Speculative decoding (Chapter 13) makes this harder, because the number of tokens accepted per step is not known until verification runs on the GPU. That is why the placeholders above include 1 + cur_num_spec_tokens and why the engine’s post_step skips its usual draft-token bookkeeping under async scheduling — the draft ids are resolved in the worker, not the engine:
# vllm/v1/engine/core.py
if not self.async_scheduling and self.use_spec_decode and model_executed:
draft_token_ids = self.model_executor.take_draft_token_ids()
if draft_token_ids is not None:
self.scheduler.update_draft_token_ids(draft_token_ids)
Source: vllm/v1/engine/core.py
And structured output (Chapter 14) is the hardest interaction of all, because the grammar bitmask for step N+1 depends on which token was actually sampled at step N. When a request is constrained by a grammar, the engine cannot blindly sample the next step; it must defer sampling until the prior output is processed, which is the deferred_scheduler_output branch in step_with_batch_queue above. Async scheduling and constrained decoding pull in opposite directions, and the code threads the needle by giving up the overlap precisely for the requests that need the prior token to compute their mask.
Honest limits
These techniques are mature and on by default, but not magic. CUDA graphs cost capture time at startup (one capture per shape), cost memory (the graph pool plus padding waste), and fall back to eager whenever a batch does not match a captured descriptor — the larger your max_num_seqs relative to your capture sizes, the more often that happens. Full-graph capture depends on the attention backend supporting it, so a Chapter 9 backend choice quietly decides whether you get FULL or only PIECEWISE. Async scheduling buys throughput at the cost of a more intricate state machine whose edge cases (stops, preemption, spec-decode rejection, grammar masks) are where subtle correctness bugs live, and it does not compose freely: the v1 runner does not fully support async scheduling with PP, which is why max_concurrent_batches special-cases it.

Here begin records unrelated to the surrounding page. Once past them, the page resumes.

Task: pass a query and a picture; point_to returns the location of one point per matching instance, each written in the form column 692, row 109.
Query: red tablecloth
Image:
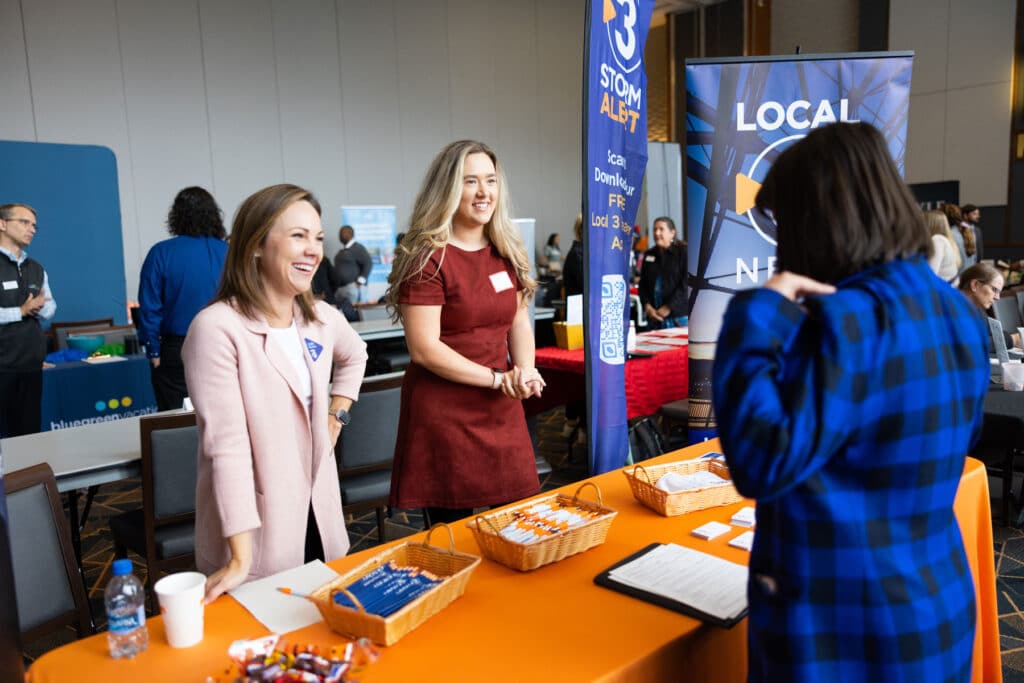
column 649, row 382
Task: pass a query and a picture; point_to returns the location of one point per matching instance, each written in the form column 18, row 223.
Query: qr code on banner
column 612, row 345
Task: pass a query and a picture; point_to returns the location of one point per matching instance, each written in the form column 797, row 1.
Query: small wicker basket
column 642, row 480
column 486, row 531
column 454, row 566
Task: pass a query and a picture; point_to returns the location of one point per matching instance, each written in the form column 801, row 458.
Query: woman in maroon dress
column 461, row 286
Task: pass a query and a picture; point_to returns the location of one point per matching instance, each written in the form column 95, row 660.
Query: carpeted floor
column 98, row 553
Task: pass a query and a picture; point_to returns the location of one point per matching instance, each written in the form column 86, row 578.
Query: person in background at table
column 461, row 286
column 663, row 278
column 971, row 215
column 351, row 267
column 179, row 276
column 945, row 257
column 258, row 361
column 576, row 413
column 982, row 285
column 964, row 239
column 848, row 389
column 553, row 256
column 25, row 301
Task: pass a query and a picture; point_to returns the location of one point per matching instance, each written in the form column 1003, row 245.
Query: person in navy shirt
column 179, row 276
column 848, row 391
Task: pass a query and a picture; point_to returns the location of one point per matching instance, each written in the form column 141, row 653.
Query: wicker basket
column 486, row 530
column 642, row 480
column 454, row 566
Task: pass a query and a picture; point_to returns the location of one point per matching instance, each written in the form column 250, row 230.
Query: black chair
column 47, row 582
column 366, row 447
column 163, row 529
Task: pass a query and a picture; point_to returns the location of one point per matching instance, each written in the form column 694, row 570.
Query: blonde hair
column 938, row 224
column 430, row 223
column 241, row 282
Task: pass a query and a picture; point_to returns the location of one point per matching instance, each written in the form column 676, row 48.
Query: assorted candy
column 269, row 660
column 544, row 520
column 388, row 588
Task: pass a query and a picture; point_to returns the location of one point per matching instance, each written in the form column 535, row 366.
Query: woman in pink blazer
column 258, row 361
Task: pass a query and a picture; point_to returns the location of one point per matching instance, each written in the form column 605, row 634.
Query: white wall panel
column 559, row 105
column 309, row 92
column 977, row 146
column 981, row 40
column 424, row 104
column 165, row 101
column 242, row 97
column 925, row 32
column 370, row 102
column 927, row 138
column 15, row 105
column 516, row 136
column 78, row 89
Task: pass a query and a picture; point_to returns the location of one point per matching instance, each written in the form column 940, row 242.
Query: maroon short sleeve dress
column 459, row 445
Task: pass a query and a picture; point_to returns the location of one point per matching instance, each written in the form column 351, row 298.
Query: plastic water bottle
column 125, row 599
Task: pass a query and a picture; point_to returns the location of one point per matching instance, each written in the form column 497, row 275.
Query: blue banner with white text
column 740, row 115
column 615, row 137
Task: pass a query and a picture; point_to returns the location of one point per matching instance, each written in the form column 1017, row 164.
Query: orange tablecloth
column 649, row 382
column 552, row 624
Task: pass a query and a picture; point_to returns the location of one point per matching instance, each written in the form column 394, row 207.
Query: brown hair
column 6, row 210
column 983, row 272
column 840, row 205
column 430, row 224
column 241, row 283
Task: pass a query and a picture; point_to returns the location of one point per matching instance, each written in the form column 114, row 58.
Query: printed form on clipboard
column 683, row 580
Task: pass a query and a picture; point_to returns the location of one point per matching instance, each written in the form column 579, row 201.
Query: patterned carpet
column 113, row 499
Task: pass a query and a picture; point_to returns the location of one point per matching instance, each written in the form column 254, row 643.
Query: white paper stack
column 711, row 530
column 704, row 582
column 744, row 541
column 743, row 517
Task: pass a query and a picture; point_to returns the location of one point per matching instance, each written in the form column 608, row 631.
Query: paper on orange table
column 280, row 612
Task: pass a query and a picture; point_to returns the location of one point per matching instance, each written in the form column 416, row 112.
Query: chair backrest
column 169, row 444
column 368, row 442
column 50, row 594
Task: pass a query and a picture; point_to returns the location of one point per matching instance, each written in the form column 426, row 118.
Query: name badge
column 501, row 281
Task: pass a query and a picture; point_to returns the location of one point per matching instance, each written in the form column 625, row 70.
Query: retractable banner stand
column 615, row 155
column 740, row 115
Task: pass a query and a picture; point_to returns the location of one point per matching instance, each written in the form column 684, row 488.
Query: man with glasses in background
column 25, row 300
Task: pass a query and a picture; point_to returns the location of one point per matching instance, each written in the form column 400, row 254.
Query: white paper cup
column 180, row 597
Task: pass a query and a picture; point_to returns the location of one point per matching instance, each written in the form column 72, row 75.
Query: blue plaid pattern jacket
column 849, row 421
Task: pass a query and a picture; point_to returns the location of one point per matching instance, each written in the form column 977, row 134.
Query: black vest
column 23, row 344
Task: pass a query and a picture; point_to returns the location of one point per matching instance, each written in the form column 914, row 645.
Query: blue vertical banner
column 740, row 115
column 615, row 139
column 375, row 228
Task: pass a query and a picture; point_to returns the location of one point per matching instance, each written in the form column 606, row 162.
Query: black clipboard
column 606, row 581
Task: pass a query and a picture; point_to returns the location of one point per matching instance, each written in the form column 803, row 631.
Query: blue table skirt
column 80, row 393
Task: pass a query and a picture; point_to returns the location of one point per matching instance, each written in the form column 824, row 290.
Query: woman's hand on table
column 235, row 572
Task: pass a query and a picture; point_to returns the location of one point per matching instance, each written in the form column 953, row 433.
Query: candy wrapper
column 270, row 660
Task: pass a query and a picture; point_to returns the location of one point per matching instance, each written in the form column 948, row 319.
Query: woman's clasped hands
column 519, row 383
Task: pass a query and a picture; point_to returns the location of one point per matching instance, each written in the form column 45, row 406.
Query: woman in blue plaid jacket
column 848, row 390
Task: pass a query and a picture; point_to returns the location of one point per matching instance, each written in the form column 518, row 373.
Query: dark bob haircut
column 196, row 214
column 840, row 205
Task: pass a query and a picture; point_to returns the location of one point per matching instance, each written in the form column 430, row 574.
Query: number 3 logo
column 622, row 35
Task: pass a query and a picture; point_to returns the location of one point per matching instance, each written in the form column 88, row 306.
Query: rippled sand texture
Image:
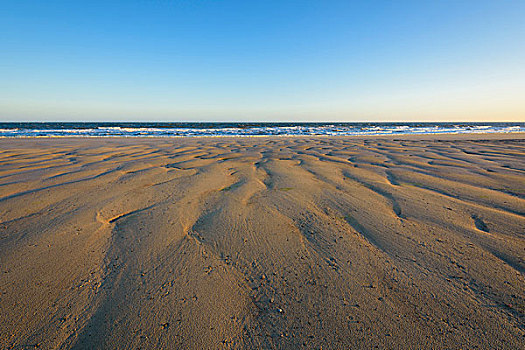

Both techniques share a theme that runs through the engine: the win comes from refusing to let the GPU wait on the host. We removed the launch wait by recording it and the scheduling wait by overlapping it. The one host round-trip we have not removed is the one that turns sampled token ids into streamed text — the device-to-host copy AsyncGPUModelRunnerOutput defers but cannot eliminate. That copy, the sampler pipeline that produces it, and the surprisingly racy path from token ids back to an SSE stream are the next chapter.
Further reading
This chapter’s mechanisms are engineering rather than research, so there is no single paper to cite; the techniques are best learned from the vLLM source quoted above and from the upstream documentation for torch.compile and torch.cuda.CUDAGraph. For background on the kernel-launch-overhead problem that motivates CUDA graphs, the roofline framing from Chapter 3 (Data Movement Is All You Need, arXiv:2007.00072) and Chapter 9’s attention-kernel discussion are the relevant prior reading within this book.